We can check calculate a confidence interval to determine more precisely when the performance of two models is meaningfully different.

This function calculates the 95% confidence interval. The range within which we are 95% confident the quantity we have estimated is truly within in. When we have more samples in the test set used to calculate the score, we are more confident in the estimate, so the interval is narrower.

def classification_confint(acc, n):
    '''
    Compute the 95% confidence interval for a classification problem.
    acc -- classification accuracy
    n  -- number of observations used to compute the accuracy
    Returns a tuple (lb,ub)
    '''
    interval = 1.96*np.sqrt(acc*(1-acc)/n)
    lb = max(0, acc - interval)
    ub = min(1.0, acc + interval)
    return (lb,ub)
svm_opt.best_score_, dt_opt.best_score_
(0.975, 0.9416666666666667)

We can calculate the number of observations used to compute the accuracy using the size of the training data and the fact that we set it to 10-fold cross validation. That means that 10% (100/10) of the data was used for each fold and each validation set.

len(iris_X_train)*.1
12.0
split0_score = dt_df['split0_test_score'][dt_opt.best_index_]
classification_confint(split0_score ,len(iris_X_train)*.1)
(1.0, 1.0)

Correction

since the best score is cross validated it actually uses the whole training data (by averaging 10 scores together).

classification_confint( dt_opt.best_score_,len(iris_X_train))
(0.8997320725326443, 0.983601260800689)
len(iris_y_test)
30
classification_confint(dt_opt.best_estimator_.score(iris_X_test,iris_y_test),len(iris_y_test))
(0.8440710066609742, 1.0)

If we take the exact value we can see how more samples narrows the interval.
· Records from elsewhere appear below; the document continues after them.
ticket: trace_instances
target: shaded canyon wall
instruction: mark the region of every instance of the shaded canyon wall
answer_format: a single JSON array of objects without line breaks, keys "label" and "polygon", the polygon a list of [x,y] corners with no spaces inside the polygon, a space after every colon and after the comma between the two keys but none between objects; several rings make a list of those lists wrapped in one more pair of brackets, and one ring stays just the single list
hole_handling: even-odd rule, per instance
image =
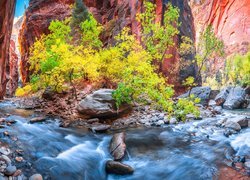
[{"label": "shaded canyon wall", "polygon": [[9,77],[9,47],[15,11],[15,0],[0,1],[0,99],[6,91]]}]

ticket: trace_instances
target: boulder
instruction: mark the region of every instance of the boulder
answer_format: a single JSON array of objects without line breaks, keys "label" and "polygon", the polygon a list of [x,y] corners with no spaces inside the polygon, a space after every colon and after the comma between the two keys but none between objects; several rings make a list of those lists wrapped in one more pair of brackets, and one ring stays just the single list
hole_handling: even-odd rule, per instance
[{"label": "boulder", "polygon": [[117,117],[129,110],[130,106],[128,104],[121,105],[117,110],[112,92],[112,89],[100,89],[86,96],[79,103],[78,112],[89,118],[108,118]]},{"label": "boulder", "polygon": [[237,122],[234,122],[234,121],[230,121],[230,120],[227,120],[223,126],[225,128],[229,128],[229,129],[232,129],[232,130],[235,130],[235,131],[240,131],[241,130],[241,126],[237,123]]},{"label": "boulder", "polygon": [[229,119],[229,121],[233,121],[233,122],[238,123],[241,128],[246,128],[246,127],[248,127],[248,123],[249,123],[250,119],[246,116],[237,116],[235,118]]},{"label": "boulder", "polygon": [[212,107],[216,106],[215,100],[210,99],[209,102],[208,102],[208,106],[212,106]]},{"label": "boulder", "polygon": [[230,89],[230,92],[227,96],[225,103],[223,104],[223,108],[225,109],[238,109],[245,102],[245,90],[241,87],[234,87]]},{"label": "boulder", "polygon": [[94,133],[103,133],[106,132],[108,129],[110,129],[110,125],[106,125],[106,124],[99,124],[99,125],[95,125],[93,127],[91,127],[90,129],[94,132]]},{"label": "boulder", "polygon": [[134,169],[131,166],[121,162],[109,160],[106,163],[106,172],[110,174],[126,175],[133,174]]},{"label": "boulder", "polygon": [[33,124],[33,123],[44,122],[45,120],[46,120],[46,117],[45,116],[41,116],[41,117],[34,117],[29,122],[31,124]]},{"label": "boulder", "polygon": [[224,104],[230,92],[230,89],[231,87],[226,87],[222,89],[219,94],[217,94],[217,96],[214,99],[217,106],[222,106]]},{"label": "boulder", "polygon": [[191,92],[188,91],[185,94],[180,95],[178,98],[187,98],[189,94],[193,94],[195,97],[200,98],[200,103],[202,105],[207,105],[211,93],[210,87],[194,87]]},{"label": "boulder", "polygon": [[55,99],[55,91],[51,87],[47,87],[44,90],[42,97],[46,100],[52,101]]},{"label": "boulder", "polygon": [[114,157],[114,160],[119,161],[125,156],[126,144],[125,144],[125,133],[116,133],[113,135],[110,142],[110,154]]},{"label": "boulder", "polygon": [[16,170],[17,170],[16,166],[9,165],[5,169],[4,174],[7,175],[7,176],[11,176],[11,175],[13,175],[16,172]]}]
classification_confint(.95,12)
(0.8266860375572443, 1.0)
classification_confint(.95,30)
(0.8720094022760863, 1.0)

We can further explore this by plotting directly from the calculation out of the function

n_list = list(range(5,200)])
intervals = [1.96*np.sqrt(acc*(1-acc)/n) for n in n_list]
plt.plot(n_list, intervals)
  Input In [18]
    n_list = list(range(5,200)])
                              ^
SyntaxError: closing parenthesis ']' does not match opening parenthesis '('

28.2. Questions After Class#

28.2.1. When would I choose to use an svm?#

SVMs are often very accurate, and while in some cases a decision tree may be considered more interpretable, an SVM is not necessarily too hard to interpret.

If accuracy is important, the SVM is often a really good choice.

28.2.2. How can we tell how many parameter settings we tried?#

We can calculate it in advance from the parameter grid or the length of the output DataFrame/lists in the dictionary.